~Foreign investors awaiting more stable environment
~Foreign investors awaiting more stable environment
By Eun-ho Seung,
Chairman of Korean Chamber of Commerce in Indonesia
Fundamentally, the country remains an attractive place
for investments thanks to its abundant natural resources, huge
potential market and large pool of labor.
But it will likely take a few more years more before new foreign
investors will return to Indonesia, due to a combination of
domestic problems, weak economies in the Association of Southeast
Asian Nations (ASEAN) region and uncertainty about the global
economic condition.
Most foreign investors now prefer to wait and see due to
weak law enforcement, overly rigid labor regulations and other
problems inherent to the current transition to a more democratic
and decentralized system of government, as well as the simmering
political climate in the run up to the 2004 general election.
However, if the new government that takes office in late
2004 is able to improve the general climate for business and
strengthen political and social stability, foreign investors may
return sooner than expected.
Indonesia is now less attractive to new investors than
China and Vietnam and it needs to learn from these countries
about how they designed their economic policies, legal framework
and labor and taxation regulations to woo investment.
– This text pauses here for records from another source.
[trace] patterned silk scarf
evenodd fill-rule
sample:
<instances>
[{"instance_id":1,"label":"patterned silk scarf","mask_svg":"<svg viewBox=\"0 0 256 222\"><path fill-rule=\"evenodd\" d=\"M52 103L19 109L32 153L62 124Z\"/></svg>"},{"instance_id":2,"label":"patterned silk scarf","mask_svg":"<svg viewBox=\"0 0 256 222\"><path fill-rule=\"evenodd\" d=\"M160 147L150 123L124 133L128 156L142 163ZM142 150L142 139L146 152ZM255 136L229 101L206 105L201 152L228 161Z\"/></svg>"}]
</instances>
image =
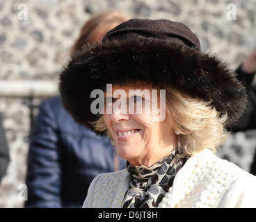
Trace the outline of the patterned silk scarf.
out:
<instances>
[{"instance_id":1,"label":"patterned silk scarf","mask_svg":"<svg viewBox=\"0 0 256 222\"><path fill-rule=\"evenodd\" d=\"M150 167L131 166L127 161L129 189L122 200L123 208L152 208L158 206L173 185L178 171L189 159L177 149Z\"/></svg>"}]
</instances>

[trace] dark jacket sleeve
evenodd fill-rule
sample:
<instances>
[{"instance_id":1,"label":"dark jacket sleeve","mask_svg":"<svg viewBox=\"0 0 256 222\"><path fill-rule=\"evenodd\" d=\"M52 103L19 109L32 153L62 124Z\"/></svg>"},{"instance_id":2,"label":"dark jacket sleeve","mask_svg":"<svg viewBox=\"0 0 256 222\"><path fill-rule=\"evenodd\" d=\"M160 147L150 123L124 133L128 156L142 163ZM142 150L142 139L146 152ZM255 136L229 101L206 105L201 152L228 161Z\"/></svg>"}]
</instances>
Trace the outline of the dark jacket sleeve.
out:
<instances>
[{"instance_id":1,"label":"dark jacket sleeve","mask_svg":"<svg viewBox=\"0 0 256 222\"><path fill-rule=\"evenodd\" d=\"M237 123L227 129L232 133L256 128L256 88L252 84L255 74L243 71L241 65L236 70L236 73L237 78L246 88L248 102L243 114Z\"/></svg>"},{"instance_id":2,"label":"dark jacket sleeve","mask_svg":"<svg viewBox=\"0 0 256 222\"><path fill-rule=\"evenodd\" d=\"M29 151L25 207L61 207L61 171L57 126L47 103L40 107Z\"/></svg>"},{"instance_id":3,"label":"dark jacket sleeve","mask_svg":"<svg viewBox=\"0 0 256 222\"><path fill-rule=\"evenodd\" d=\"M0 182L1 178L6 173L6 169L9 162L9 151L2 126L2 118L0 114Z\"/></svg>"}]
</instances>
Many have complained about the uncertainty caused by the
decentralization of power to the regions, although
decentralization is a rational choice for this vast archipelagic
country.
What matters to investors is that this process should not cause
new problems, such as unclear division of authority between the
central government and local administrations, policy
inconsistencies, arduous licensing procedures and double tax
burdens. Such problems not only increase the costs of doing
business but, most damagingly, fuel the uncertainty that is the
number one enemy to investors.
Suffocating labor regulations and the tendency for militant trade
unions are especially inimical to Korean business operations in
Indonesia because most Korean investors operate in labor-
intensive industries. They depend on peaceful industrial
relations and a consistent wage policy.
There are now 570 Korean companies operating in Indonesia with
total investment of US$9.5 billion. They manufacture a wide range
of industrial products such as shoes, textile and garments, bags
and stuffed toys and various other light industrial goods.
They employ around 500,000 workers, with annual exports of about
$4.5 billion of various manufactured products. Korean investment
operations have also contributed greatly to expanding bilateral
trade to more than US$7.8 billion annually.
The ASEAN Free Trade Area theoretically makes Indonesia, by far
the largest member of the regional grouping, much more attractive
to investors as they can use the country as a beachhead to export
to other ASEAN countries under the preferential tariff
arrangements.
Before that happens, however, investors need more stable
political, economic and social conditions to enable them to
reasonably calculate their business risks.